Radiative Properties and Combustion Chemistry in Oxy-Fuel Flames – Experiments and Modelling Elements
The current understanding of global warming translates into an urgent need to reduce anthropogenic CO2 emissions. Carbon capture and storage is a measure to reduce CO2 emissions and oxy-fuel combustion is emerging as one possible CO2 capture process. In oxy-fuel combustion the fuel is burnt in O2 and recycled flue gas (mainly CO2 and H2O), instead of air as in conventional combustion. To take advantage of existing knowledge on air-firing, the conditions in the first generation oxy-fuel furnaces will likely resemble those in air-fired furnaces, but the replacement of air as oxidizer will affect the combustion characteristics. The higher molar heat capacities of CO2 and H2O compared to N2, require an increased O2 fraction in the feed gas to match air-fired thermal conditions. CO2 and H2O also actively participate in the combustion chemistry, and, their radiative properties enhance the exchange of thermal radiation. In this thesis the characteristics of oxy-fuel and air flames are investigated and compared through experiments and modelling to deepen the understanding of oxy-fuel flame behaviour, mainly with respect to combustion chemistry and radiative heat transfer. The experiments on oxy-coal combustion focus on temperature, gas composition, ignition and radiative properties. The modelling part concerns gas-fired oxy-fuel flames, in which reaction chemistry schemes and gaseous radiative properties models are thoroughly evaluated using CFD. In addition, the impact of soot radiation and turbulence models are addressed.

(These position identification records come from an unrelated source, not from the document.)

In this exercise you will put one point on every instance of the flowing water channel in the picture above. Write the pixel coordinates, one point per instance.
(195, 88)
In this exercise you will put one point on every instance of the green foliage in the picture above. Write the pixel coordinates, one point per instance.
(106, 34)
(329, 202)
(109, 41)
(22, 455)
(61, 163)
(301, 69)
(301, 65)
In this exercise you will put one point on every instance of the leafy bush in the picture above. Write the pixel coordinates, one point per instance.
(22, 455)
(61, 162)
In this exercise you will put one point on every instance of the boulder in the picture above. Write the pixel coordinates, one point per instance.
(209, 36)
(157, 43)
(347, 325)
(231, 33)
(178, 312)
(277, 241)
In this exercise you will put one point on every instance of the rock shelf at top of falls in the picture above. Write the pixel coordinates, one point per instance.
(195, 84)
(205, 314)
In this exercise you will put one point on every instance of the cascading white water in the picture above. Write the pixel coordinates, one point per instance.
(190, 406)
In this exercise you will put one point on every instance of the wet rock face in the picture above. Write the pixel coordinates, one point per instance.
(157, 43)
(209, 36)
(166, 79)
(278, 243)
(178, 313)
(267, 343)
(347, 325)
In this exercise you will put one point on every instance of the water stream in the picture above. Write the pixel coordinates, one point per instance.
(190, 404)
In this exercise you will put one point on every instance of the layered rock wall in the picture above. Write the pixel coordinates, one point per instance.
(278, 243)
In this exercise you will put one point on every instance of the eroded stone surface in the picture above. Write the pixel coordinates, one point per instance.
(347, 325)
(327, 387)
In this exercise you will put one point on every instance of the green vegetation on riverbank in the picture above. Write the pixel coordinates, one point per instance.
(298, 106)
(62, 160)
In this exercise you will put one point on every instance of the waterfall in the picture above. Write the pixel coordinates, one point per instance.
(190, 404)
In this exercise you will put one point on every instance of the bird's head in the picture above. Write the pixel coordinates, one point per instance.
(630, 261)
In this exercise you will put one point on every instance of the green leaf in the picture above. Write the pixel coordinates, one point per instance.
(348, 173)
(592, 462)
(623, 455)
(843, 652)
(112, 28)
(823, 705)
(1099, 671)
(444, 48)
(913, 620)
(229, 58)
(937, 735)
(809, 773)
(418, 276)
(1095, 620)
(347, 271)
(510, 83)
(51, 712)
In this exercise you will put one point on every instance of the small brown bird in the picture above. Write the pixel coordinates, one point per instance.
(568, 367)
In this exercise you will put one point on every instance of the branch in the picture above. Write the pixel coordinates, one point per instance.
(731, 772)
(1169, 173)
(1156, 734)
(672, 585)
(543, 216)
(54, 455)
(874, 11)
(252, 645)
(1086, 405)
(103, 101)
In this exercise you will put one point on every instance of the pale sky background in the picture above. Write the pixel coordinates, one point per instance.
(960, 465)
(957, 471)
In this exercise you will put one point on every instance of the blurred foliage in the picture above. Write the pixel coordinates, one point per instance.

From the experimental work it is concluded that the flue gas recycling conditions in oxy-fuel combustion is a critical process parameter with respect to temperature and heat transfer conditions as well as combustion chemistry and ignition properties. Thus, the recycle rate can be used as a tuning parameter to control the main combustion process characteristics.
Global reaction mechanisms for air and oxy-fuel combustion are investigated and compared by modelling of a propane-fired oxy-fuel flame. The reaction mechanisms show large deviations in the predicted temperature and gas composition. Surprisingly, a global reference mechanism yields the most convincing results, even though peak temperatures are overestimated. Furthermore, inclusion of gray/non-gray gas radiation and soot radiation in CFD modelling of an oxy-fired and an air-fired propane flame is investigated. The non-gray gas approach is shown to be preferable, since the gray model fails in predicting the radiative source term, which affects the temperature field in the CFD calculations. Inclusion of soot radiation, when modelling soot containing flames, is however more critical than the use of a more rigorous description of the radiative properties of the gaseous components.